Glorioso

119 - PALAZZO LASCARIS E I BENSO DI CAVOUR


Tra il 1663 e il 1665 il Conte Beggiami di Sant’Albano faceva costruire il palazzo attribuito ad Amedeo di Castellamonte. Nel 1674 l’edificio passa a Gabriella di Marolles, che, nel 1720, lo cede al Marchese Carron di San Tommaso.

Nel 1803, l’ultima erede dei Carron sposa Agostino Làscaris e da allora l’edificio prende il nome che conserva tuttora. I nuovi proprietari vantavano un nome di origine greca perché il loro capostipite, Guglielmo Pietro dei Conti di Ventimiglia, nel 1263, aveva sposato la figlia di Teodoro II Lascaris, imperatore di Nicea. Il Marchese Agostino Làscaris fu un personaggio di rilievo nell’800 e fu anche Presidente della Regia Accademia delle Scienze.

L’unica figlia, Adele Làscaris, nel 1826, sposerà Gustavo Benso 8° Marchese di Cavour,  fratello di Camillo, ma morirà sette anni dopo, dando alla luce il terzogenito Ainardo.

Il palazzo passa ai Benso di Cavour, e, nel 1861, viene dato in affido al Ministero dell’Interno, “ad uso del Consiglio di Stato” dal Marchese Gustavo.

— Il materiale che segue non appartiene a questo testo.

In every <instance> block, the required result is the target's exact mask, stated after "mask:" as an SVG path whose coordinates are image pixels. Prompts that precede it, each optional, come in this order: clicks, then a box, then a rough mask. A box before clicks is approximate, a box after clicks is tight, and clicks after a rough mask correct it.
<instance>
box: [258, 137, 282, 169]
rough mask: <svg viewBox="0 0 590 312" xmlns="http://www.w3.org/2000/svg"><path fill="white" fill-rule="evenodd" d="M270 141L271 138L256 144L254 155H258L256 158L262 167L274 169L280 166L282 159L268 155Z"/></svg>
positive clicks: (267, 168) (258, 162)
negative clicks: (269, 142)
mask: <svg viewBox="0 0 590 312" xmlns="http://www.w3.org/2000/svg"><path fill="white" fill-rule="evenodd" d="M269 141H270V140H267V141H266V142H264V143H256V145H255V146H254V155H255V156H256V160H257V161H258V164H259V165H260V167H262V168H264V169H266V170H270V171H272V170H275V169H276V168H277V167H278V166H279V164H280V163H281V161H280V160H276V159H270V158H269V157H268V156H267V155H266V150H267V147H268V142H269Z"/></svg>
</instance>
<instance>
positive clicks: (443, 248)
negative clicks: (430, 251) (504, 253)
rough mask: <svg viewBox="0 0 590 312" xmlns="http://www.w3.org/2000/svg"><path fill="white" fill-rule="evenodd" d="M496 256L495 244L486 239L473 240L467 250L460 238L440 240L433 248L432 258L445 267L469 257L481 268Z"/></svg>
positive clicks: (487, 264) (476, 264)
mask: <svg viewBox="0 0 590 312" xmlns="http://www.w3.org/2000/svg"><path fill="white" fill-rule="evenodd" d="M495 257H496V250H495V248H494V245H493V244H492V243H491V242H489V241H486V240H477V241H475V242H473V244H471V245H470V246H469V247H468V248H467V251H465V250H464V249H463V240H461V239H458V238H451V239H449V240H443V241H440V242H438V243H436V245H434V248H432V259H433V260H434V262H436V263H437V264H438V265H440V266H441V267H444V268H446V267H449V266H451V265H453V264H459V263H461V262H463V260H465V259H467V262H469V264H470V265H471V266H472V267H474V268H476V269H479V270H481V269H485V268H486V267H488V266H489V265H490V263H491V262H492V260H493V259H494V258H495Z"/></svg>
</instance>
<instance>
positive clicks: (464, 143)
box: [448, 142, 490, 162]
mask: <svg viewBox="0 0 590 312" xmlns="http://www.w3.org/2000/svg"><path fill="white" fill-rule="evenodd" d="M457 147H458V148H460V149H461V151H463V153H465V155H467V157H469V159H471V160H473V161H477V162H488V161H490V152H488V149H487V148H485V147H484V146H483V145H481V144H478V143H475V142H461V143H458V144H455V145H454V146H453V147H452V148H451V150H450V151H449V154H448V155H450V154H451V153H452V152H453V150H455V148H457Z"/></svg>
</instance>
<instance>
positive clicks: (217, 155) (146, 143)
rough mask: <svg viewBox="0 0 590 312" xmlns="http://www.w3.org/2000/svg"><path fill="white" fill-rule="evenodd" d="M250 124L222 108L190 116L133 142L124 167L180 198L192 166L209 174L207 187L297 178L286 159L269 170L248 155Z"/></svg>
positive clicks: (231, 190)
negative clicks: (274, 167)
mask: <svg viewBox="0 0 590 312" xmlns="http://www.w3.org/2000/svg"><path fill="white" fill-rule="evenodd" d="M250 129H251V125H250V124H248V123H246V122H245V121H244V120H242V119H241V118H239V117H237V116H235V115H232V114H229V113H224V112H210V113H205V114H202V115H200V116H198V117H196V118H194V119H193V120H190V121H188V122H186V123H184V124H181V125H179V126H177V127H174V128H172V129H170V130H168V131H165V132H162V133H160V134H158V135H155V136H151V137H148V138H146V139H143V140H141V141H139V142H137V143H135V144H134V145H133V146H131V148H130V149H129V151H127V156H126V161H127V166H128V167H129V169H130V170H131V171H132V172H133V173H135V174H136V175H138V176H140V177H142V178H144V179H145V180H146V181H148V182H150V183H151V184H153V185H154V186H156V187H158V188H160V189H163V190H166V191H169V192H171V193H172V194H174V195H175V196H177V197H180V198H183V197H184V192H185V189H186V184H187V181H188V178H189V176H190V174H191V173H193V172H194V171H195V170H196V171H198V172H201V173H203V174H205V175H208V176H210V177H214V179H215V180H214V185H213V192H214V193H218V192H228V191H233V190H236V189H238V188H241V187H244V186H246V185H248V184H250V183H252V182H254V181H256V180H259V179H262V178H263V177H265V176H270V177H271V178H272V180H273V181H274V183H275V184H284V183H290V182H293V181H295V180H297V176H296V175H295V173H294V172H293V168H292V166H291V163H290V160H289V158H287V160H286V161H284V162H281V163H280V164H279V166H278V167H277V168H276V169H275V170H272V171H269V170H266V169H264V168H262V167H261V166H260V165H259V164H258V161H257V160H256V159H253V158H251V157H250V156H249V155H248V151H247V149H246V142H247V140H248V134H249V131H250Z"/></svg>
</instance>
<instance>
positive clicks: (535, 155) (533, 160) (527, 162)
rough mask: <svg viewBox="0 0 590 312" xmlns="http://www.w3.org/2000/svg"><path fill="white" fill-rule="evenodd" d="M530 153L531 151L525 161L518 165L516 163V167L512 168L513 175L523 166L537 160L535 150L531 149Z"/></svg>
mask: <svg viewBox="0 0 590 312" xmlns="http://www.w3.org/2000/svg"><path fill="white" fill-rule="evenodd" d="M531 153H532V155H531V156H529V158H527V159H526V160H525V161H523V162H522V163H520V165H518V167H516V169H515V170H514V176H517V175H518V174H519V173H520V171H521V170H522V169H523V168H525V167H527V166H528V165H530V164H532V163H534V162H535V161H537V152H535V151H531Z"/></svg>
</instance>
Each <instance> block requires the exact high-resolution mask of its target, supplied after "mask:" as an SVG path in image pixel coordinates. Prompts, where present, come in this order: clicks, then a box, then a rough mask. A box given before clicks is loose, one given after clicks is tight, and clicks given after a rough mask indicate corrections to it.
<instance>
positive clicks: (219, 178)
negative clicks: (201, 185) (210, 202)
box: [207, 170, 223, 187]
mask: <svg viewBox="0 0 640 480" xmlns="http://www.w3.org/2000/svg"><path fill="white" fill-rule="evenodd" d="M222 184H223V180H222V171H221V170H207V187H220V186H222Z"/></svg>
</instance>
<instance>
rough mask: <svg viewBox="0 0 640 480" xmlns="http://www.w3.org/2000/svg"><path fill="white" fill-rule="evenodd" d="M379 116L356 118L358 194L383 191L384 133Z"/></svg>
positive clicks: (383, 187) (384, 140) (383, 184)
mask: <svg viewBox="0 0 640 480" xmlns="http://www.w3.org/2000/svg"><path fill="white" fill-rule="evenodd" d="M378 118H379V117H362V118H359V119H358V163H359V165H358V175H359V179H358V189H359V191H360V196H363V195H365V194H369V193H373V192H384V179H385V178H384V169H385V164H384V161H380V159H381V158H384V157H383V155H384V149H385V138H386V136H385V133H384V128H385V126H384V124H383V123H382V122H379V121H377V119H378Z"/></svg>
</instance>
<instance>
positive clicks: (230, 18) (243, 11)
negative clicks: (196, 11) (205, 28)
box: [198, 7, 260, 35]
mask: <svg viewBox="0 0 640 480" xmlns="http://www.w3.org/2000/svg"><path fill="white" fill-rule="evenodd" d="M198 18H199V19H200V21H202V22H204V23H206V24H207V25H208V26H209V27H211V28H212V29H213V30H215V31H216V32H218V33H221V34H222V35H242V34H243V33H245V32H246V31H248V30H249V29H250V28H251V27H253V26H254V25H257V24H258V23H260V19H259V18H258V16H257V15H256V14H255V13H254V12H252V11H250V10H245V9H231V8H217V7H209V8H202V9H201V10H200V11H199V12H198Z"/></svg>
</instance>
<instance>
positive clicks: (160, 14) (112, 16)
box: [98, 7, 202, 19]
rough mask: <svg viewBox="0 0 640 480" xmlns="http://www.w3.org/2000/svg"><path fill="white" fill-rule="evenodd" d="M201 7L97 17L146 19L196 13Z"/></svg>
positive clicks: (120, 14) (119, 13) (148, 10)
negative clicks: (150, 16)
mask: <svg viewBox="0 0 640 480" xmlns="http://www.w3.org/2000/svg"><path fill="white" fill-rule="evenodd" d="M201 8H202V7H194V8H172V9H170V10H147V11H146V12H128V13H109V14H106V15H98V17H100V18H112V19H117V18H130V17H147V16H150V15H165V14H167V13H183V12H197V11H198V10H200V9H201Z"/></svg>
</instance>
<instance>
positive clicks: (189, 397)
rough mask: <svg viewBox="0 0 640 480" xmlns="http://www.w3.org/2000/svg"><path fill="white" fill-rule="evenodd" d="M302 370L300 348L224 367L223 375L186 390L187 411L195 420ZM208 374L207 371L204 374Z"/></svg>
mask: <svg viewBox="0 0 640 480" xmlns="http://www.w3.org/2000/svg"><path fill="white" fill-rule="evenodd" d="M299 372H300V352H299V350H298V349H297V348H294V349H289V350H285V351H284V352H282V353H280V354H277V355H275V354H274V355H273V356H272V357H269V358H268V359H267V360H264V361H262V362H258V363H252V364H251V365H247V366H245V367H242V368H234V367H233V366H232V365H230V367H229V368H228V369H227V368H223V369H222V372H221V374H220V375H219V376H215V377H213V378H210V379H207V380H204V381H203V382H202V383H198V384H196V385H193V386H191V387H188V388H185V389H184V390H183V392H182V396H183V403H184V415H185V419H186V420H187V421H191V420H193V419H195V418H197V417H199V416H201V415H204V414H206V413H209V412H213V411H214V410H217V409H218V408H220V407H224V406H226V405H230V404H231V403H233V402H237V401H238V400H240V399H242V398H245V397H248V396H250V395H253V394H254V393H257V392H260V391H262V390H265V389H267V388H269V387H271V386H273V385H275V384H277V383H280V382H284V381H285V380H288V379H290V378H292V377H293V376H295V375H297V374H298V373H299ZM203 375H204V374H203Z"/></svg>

Alla morte di Gustavo (1864), l’edificio passerà alla figlia Giuseppina, andata sposa al Marchese Cesare Alfieri di Sostegno, che nel 1883, lo rivenderà al Banco di Sconto e Sete.

Fra le sue antiche mura, nel 1899, sarà firmato l’Atto di Costituzione della FIAT.

Distrutto per Un terzo nel bombardamento del 13 luglio 1943, passerà alla Camera di Commercio di Torino e quindi alla Regione Piemonte.

In un discorso tenuto alla Facoltà di Lettere dell’Università di Torino, il Marchese Gustavo Benso di Cavour, così ricordava la prematura scomparsa della moglie, (avvenuta nel 1834) che gli aveva provocato nell’anima una crisi esistenziale profonda (lei aveva 29 anni):” Giovine ancora, fui colpito da una di quelle amarissime disgrazie che sconvolgono il senso della nostra vita, e ben sovente imprimono al pensiero individuale una nuova direzione. Una benefica esperienza, (cercò conforto negli studi filosofici, in particolare metafisici, e di filosofia morale, n.d.r.) mi insegnò che a temprare un acerbo dolore, altamente giovano le filosofiche considerazioni, le quali distolgono l’animo dal soverchio nutrirsi del pensiero della straziante realtà, e l’introducono nelle serene regioni dell’immutabil vero…”

Nel 1848, aveva perso anche il primogenito Augusto, morto a 20 anni a Goito, nella 1° Guerra d’ Indipendenza. Augusto sarebbe diventato il futuro Marchese di Cavour, titolo che passò invece al fratello Ainardo.

Palazzo Làscaris, dal 1979, è sede del Consiglio Regionale del Piemonte.